Jika merujuk Bank Dunia, golongan miskin adalah mereka yang
berpenghasilan kurang dari USD. 1,9 perhari, atau sekira Rp. 810.000 perbulan
dengan kurs saat ini Rp. 14.500. Adapun Pusat Kajian Strategis Baznas RI,
menetapkan bahwa batas minimum kebutuhan asasi masyarakat Indonesia atau ‘had
kifayah’ sebesar Rp. 770.000 perbulan perorang, dan Rp. 1.000.000 perkeluarga.

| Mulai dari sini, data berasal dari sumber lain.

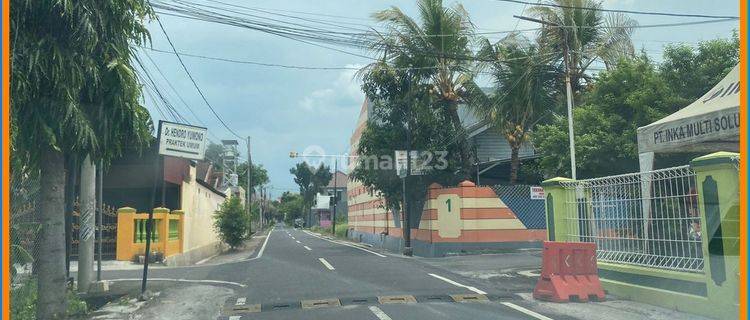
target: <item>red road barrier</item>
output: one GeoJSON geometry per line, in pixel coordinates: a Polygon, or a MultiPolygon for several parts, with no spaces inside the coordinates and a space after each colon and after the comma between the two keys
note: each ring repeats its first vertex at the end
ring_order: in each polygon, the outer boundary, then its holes
{"type": "Polygon", "coordinates": [[[596,268],[596,244],[544,242],[542,275],[534,298],[553,302],[604,301],[596,268]]]}

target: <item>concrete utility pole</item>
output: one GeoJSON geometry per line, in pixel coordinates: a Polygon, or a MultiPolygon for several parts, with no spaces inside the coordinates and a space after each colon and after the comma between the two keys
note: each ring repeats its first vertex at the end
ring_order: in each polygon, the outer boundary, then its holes
{"type": "Polygon", "coordinates": [[[96,236],[99,241],[96,243],[96,281],[102,281],[102,229],[104,229],[104,161],[99,161],[99,167],[97,167],[97,183],[96,183],[96,208],[98,223],[96,225],[96,236]]]}
{"type": "Polygon", "coordinates": [[[247,218],[250,220],[248,233],[253,233],[253,158],[250,156],[250,136],[247,136],[247,190],[245,190],[245,204],[247,207],[247,218]]]}
{"type": "Polygon", "coordinates": [[[336,236],[336,205],[339,202],[338,197],[338,184],[336,182],[336,176],[339,173],[339,158],[335,158],[333,161],[333,218],[331,219],[331,233],[336,236]]]}
{"type": "Polygon", "coordinates": [[[513,16],[515,18],[536,22],[539,24],[551,26],[554,28],[560,28],[563,32],[563,62],[565,63],[565,93],[567,98],[567,104],[568,104],[568,143],[570,144],[570,175],[573,180],[576,179],[576,143],[575,143],[575,136],[573,135],[573,88],[570,83],[570,56],[569,51],[570,48],[568,46],[568,30],[566,26],[559,25],[554,22],[529,18],[529,17],[523,17],[523,16],[513,16]]]}
{"type": "Polygon", "coordinates": [[[86,156],[81,164],[81,215],[78,234],[78,292],[87,292],[93,280],[96,232],[96,165],[86,156]]]}

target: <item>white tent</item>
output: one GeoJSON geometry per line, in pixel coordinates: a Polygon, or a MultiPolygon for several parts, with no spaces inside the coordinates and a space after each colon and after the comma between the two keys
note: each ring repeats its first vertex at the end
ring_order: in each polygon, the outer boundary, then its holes
{"type": "Polygon", "coordinates": [[[638,128],[641,172],[653,169],[655,153],[739,150],[740,67],[687,107],[638,128]]]}

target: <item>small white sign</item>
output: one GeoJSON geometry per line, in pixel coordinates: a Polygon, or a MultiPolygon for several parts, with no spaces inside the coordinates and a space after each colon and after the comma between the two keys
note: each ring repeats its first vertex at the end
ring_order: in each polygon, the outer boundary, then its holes
{"type": "MultiPolygon", "coordinates": [[[[411,160],[411,175],[423,175],[426,171],[425,162],[420,156],[423,152],[411,150],[409,157],[411,160]]],[[[396,174],[403,178],[406,177],[406,150],[396,150],[396,174]]]]}
{"type": "Polygon", "coordinates": [[[530,188],[530,198],[531,200],[544,200],[544,188],[542,187],[531,187],[530,188]]]}
{"type": "Polygon", "coordinates": [[[208,130],[186,124],[159,121],[159,154],[203,160],[206,156],[208,130]]]}

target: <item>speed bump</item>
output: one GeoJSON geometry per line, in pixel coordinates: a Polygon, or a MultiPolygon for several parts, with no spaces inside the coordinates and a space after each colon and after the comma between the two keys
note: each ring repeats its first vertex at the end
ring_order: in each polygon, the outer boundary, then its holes
{"type": "Polygon", "coordinates": [[[257,313],[260,312],[260,304],[243,304],[243,305],[232,305],[224,308],[224,315],[233,316],[243,313],[257,313]]]}
{"type": "Polygon", "coordinates": [[[381,296],[378,297],[380,304],[393,304],[393,303],[416,303],[417,299],[412,295],[401,295],[401,296],[381,296]]]}
{"type": "Polygon", "coordinates": [[[340,307],[339,299],[302,300],[302,309],[317,309],[328,307],[340,307]]]}
{"type": "Polygon", "coordinates": [[[483,294],[452,294],[450,295],[455,302],[478,302],[489,301],[483,294]]]}

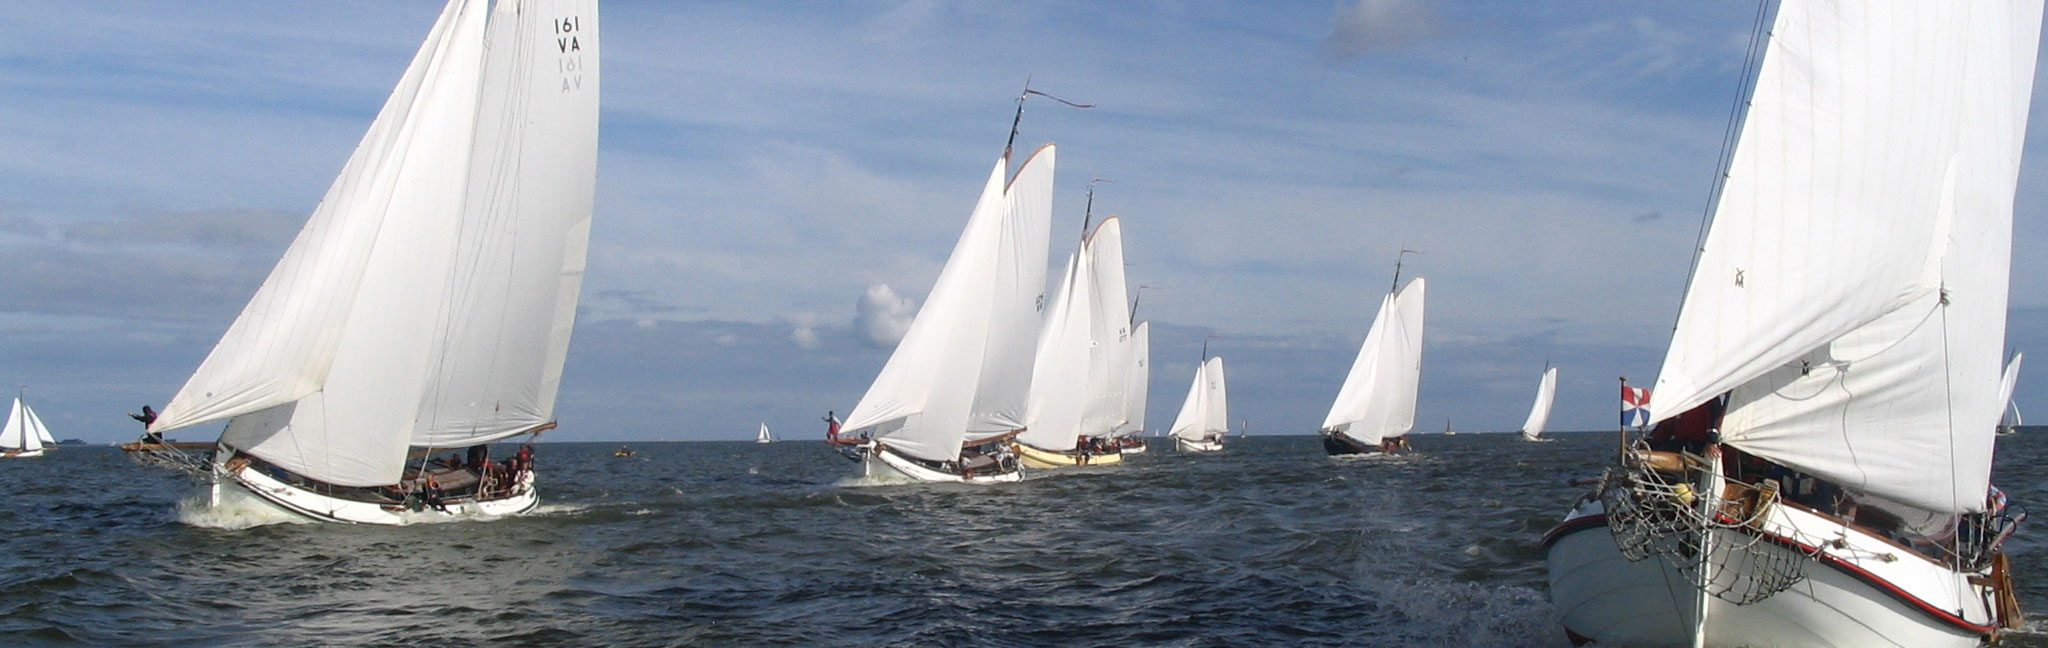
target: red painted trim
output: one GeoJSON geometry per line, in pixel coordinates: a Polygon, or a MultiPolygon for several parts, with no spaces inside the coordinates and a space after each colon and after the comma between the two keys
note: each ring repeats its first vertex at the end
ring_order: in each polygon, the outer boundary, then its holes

Saat ini, angka kemiskinan di Indonesia jika merujuk pada data BPS berkisar 30
juta orang, tapi jika merujuk pada Bank Dunia dan Puskas Baznas bisa membengkak
dua kali lipat.
Posisi zakat
Sebagai
agama pamungkas, Islam datang dengan kesempurnaan ajarannya, menawarkan solusi
atas ragam masalah yang selalu timbul tanpa kenal seting ruang dan waktu. Salah
satu di antaranya adalah problematika kemiskinan beserta solusinya. Begitu
jelas bahwa zakat adalah ibadah dalam dimensi lain, karena marangkum dua
sasaran, penghambaan kepada Allah berupa ketaatan dalam menjalankan perintahnya
dan kedua sebagai contoh nyata bahwa dalam beragama seorang muslim harus
bersifat social (ibadah Maliyah ijtima’iyah). Inilah manifestasi hablum
minallah dan hablum minannas, hubungan dengan Allah dan antar sesama
manusia.
Zakat
berfungsi sebagai penawar dari penyakit lahir dan bathin, at-tathir dan at-tazkiyah.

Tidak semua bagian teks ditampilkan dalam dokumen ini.